# Where to buy lye?



## ChinahSea (Apr 20, 2013)

Hello,
I am running out of lye and need to buy more for an upcoming project. It occurs to me that I am spending a LOT on shipping of soap supplies :roll:!! I've started shopping at local stores for most of my ingredients, and am wondering... does anyone shop locally for your lye? I found some 'lye' at Lowes and Ace, but it doesn't say 100% Sodium Hydroxide. Any suggestions?


----------



## SueSoap (Apr 20, 2013)

I buy mine from Essential Depot http://www.essentialdepot.com/ 

I really like how the food-grade lye dissolves completely.
http://www.essentialdepot.com/


----------



## Cherry Bomb (Apr 20, 2013)

The lye that I found at ACE says 100% lye on the front. Try other hardware stores as well. I also know that if you order $30 or more from WSP then shipping is free.


----------



## melstan775 (Apr 20, 2013)

Does WSP have lye? I never see it on their web site.


----------



## Cherry Bomb (Apr 20, 2013)

You know Melstan775....I don't think they do.  so nix that comment about WSP. Thanks for the reminder!


----------



## ChinahSea (Apr 20, 2013)

SueSoap... I was trying to get away from shipping/handling costs, but when I peeked at Essential Supply... THEY HAD FREE SHIPPING on the lye for!! YaaaY!! Thank you for the suggestion


----------



## ChinahSea (Apr 20, 2013)

Cherry Bomb... thanks for the suggestion!! I just snagged a quick special of free shipping, but I am going to look at all the different hardware stores in my area for future projects. I really do like being able to find most of my supplies in my area. What brand did you find at Ace?


----------



## Cherry Bomb (Apr 20, 2013)

This is the brand that I found.  you are very welcome. You can also soap with food grade lye. It works just like regular lye. you don't need to do anything different. Some grocers will carry this in their grocery stores.


----------



## Cherry Bomb (Apr 20, 2013)

PS: they even knew that I needed it for soap making! Guess I didn't look like the "I need lye to unclog my drain" type of girl


----------



## VanessaP (Apr 20, 2013)

You live near a metro area - try looking for a chemical company or pool supply store. I use Essential Depot as well but I tend to buy more at one time and pay the shipping. I paid $66 for 32lb of lye which is about 500% cheaper than buying Rooto at my local Ace Hardware.


----------



## Cherry Bomb (Apr 20, 2013)

VanessaP said:


> You live near a metro area - try looking for a chemical company or pool supply store. I use Essential Depot as well but I tend to buy more at one time and pay the shipping. I paid $66 for 32lb of lye which is about 500% cheaper than buying Rooto at my local Ace Hardware.



That's super true! I paid $5.99 a bottle! YIKES!


----------



## VanessaP (Apr 20, 2013)

Cherry Bomb said:


> That's super true! I paid $5.99 a bottle! YIKES!

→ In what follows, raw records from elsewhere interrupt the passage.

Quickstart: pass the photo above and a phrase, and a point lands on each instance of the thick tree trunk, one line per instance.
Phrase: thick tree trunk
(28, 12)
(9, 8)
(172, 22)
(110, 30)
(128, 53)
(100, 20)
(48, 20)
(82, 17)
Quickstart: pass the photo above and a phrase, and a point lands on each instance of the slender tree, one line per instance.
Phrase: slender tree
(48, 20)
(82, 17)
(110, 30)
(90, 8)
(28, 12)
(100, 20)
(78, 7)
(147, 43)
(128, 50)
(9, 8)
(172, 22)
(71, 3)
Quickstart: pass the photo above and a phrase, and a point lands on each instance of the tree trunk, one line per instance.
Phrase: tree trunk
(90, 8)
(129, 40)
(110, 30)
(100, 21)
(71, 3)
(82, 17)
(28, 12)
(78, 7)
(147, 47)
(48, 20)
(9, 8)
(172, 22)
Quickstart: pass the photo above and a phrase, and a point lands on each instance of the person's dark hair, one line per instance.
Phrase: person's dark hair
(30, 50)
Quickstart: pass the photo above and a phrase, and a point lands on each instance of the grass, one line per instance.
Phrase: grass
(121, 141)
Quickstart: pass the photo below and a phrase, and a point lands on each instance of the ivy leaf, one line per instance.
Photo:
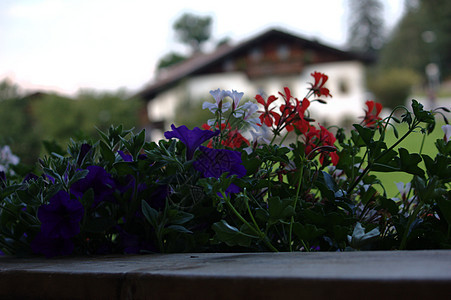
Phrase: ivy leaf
(150, 214)
(365, 133)
(176, 228)
(409, 162)
(106, 152)
(359, 238)
(307, 232)
(231, 235)
(421, 114)
(279, 209)
(445, 207)
(326, 184)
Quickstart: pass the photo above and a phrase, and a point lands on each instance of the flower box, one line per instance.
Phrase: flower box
(291, 185)
(321, 275)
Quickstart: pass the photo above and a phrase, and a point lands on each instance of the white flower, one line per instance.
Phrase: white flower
(403, 189)
(219, 96)
(447, 129)
(7, 158)
(236, 97)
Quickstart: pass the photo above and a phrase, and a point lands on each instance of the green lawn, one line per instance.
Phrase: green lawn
(413, 144)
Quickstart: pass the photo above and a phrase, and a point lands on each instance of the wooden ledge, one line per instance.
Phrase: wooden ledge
(321, 275)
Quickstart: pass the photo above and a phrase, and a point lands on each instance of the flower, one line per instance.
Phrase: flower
(61, 217)
(323, 141)
(447, 130)
(99, 180)
(318, 88)
(236, 97)
(235, 139)
(191, 138)
(84, 149)
(370, 119)
(219, 96)
(7, 158)
(2, 178)
(268, 114)
(215, 162)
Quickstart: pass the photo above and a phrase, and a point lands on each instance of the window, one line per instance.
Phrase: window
(256, 54)
(283, 52)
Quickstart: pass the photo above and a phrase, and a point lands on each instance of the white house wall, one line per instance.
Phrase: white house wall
(341, 106)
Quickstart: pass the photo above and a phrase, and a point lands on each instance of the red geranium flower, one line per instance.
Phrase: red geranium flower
(322, 141)
(370, 119)
(318, 87)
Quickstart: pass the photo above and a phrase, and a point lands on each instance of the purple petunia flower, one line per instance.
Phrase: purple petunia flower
(51, 247)
(191, 138)
(84, 149)
(61, 217)
(99, 180)
(2, 179)
(215, 162)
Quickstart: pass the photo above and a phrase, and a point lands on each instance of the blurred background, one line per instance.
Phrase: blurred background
(68, 67)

My county has one of the highest number of meth labs in the state so its priced outrageously. When I looked last spring, it was $15.99 a bottle here for me. Maybe its fluctuated since then, but still, at less than $3 a pound, I'm not going to switch.


----------



## ChinahSea (Apr 20, 2013)

PERFECT!! Thanks, Cherry Bomb!!


----------



## ChinahSea (Apr 20, 2013)

VanessaP... I am near a large city, which is pretty much the Meth capital of the world, I think. Never thought of pool suppliers. I can't even say how much the Lye is around here, because I haven't found any I can use (yet). I am off on my quest tomorrow. I appreciate the suggestion!! Since I am just starting out with my soap making, I think 66 lbs would be a little much for me... LoL!! Just wait. I'm guessing I will be doing that in a few months.


----------



## Rachelmf (Apr 20, 2013)

I get mine from Lowe's.  It is the Roebic brand and says 100% lye on the container.  I am happy with it, but it costs about $14 for 2 pounds, so I think that buying elsewhere, even with shipping costs, might be more cost effective.


----------



## soap_bubbles (Apr 20, 2013)

I buy mine from a chemical company--course it is 50lbs at a time


----------



## terminatortoo (Apr 21, 2013)

You can buy it here at the local janitorial supply so you might see if you can find one of those in your area.


----------



## rbaker (Apr 21, 2013)

i buy mine at ace hardware.  other hardware stores may have lye but you might have to ask.
one pound for 3.84


----------



## Mona719 (Apr 21, 2013)

I buy mine from I store called ACO  it's the same brand the picture shown onthis thread.
When I lived in California I would get it at Lowe's


----------



## Badger (Apr 21, 2013)

I looked online for the price of lye at the local hardware store and compared it to ED and found that I could get it cheaper through ED, so I will put another order through ED when I need to order more (which may be next month with the way I have been going through it the past few days!)


----------



## ruby61 (Apr 21, 2013)

Tractor and supply is now selling.  I usually go to essential depot or lye guy but in a pinch buy from tsc.


----------



## ChinahSea (Apr 23, 2013)

Thanks everyone for your responses!! I am going to take your suggestions and BUY SOME LYE - since I am totally addicted to my new hobby, and need more


----------



## Kansas Farm Girl (Apr 23, 2013)

Where would you find food grade lye in a grocery store? In what area would they keep it? And would a swimming pool supply store have it? I order mine from Essential Depot because they have the best prices I can find, either from their sales or free shipping, but if I could get it locally I would love to do that. I am in a very rural area and it's hard to find many things that I would be able to get in a more populated area.


----------



## Marilyna (Apr 24, 2013)

Cherry Bomb said:


> That's super true! I paid $5.99 a bottle! YIKES!


 
I get the Rooto brand lye at my local Brookshire's grocery store for $2.70 a pound including tax.


----------



## Marilyna (Apr 24, 2013)

Marilyna said:


> I get the Rooto brand lye at my local Brookshire's grocery store for $2.70 a pound including tax.


 
It's by the drain cleaners in the cleaning supply section.


----------



## houseofwool (Apr 24, 2013)

Right now Essential Depot is running a sale for $1.99 for a 2 pound bottle.  Even with their shipping half way across the country, it is cheaper than any other source for me.


----------